Researchers reveal details about the unique P2P botnet that drops backdoors and cryptominers on targeted systems.
  • Active since January 2020, FritzFrog is a Golang-based modular, multi-threaded and fileless threat; it leaves no trace on the infected machine’s disk.
  • So far, over 20 malware samples have been detected in the wild. The malware has attempted to brute-force a minimum of 500 SSH servers belonging to the government, education, financial, medical, and telecom players worldwide.
  • The botnet is a decentralized one that helps it avoid having one point-of-failure, and primarily mines for Monero cryptocurrency using XMRig miner.

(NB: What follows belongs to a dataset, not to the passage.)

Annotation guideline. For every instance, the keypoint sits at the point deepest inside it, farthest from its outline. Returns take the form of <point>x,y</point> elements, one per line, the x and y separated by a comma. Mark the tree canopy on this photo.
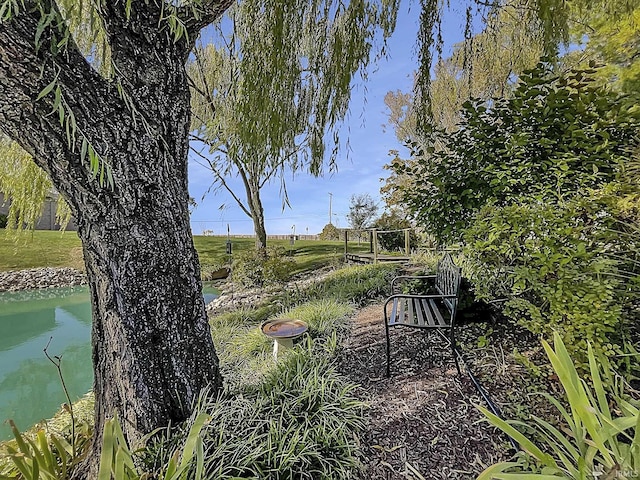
<point>269,91</point>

The researchers also found some resemblance between FritzFrog and Rakos, a previously-seen P2P botnet, first discovered in December 2016.

Recent P2P malware attack

Recent attack trends show that threat actors have improved their tactics to leverage botnets for DDoS attacks and other malicious behavior.
  • In June 2020, the Mozi malware was observed targeting IoT devices, predominantly routers and DVRs, under many of its contributing families, including Mirai, Gafgyt, and IoT Reaper.
  • These malware families were brought together to form a P2P botnet capable of DDoS attacks, data exfiltration, and command or payload execution.
  • In April 2020, researchers identified DDG coin-mining botnet, which is thought to be the world's first P2P-based cryptomining botnet.

Malware interception

Guardicore Labs has developed a client program written in Golang which is capable of intercepting FritzFrog’s P2P communication, as well as joining as a network peer. Moreover, FritzFrog attacks can be prevented by using strong passwords and public key authentication. Affected users can remove FritzFrog’s public key from the authorized_keys file and also change or disable their SSH port (if the service is not in use) to fend off FritzFrog attacks.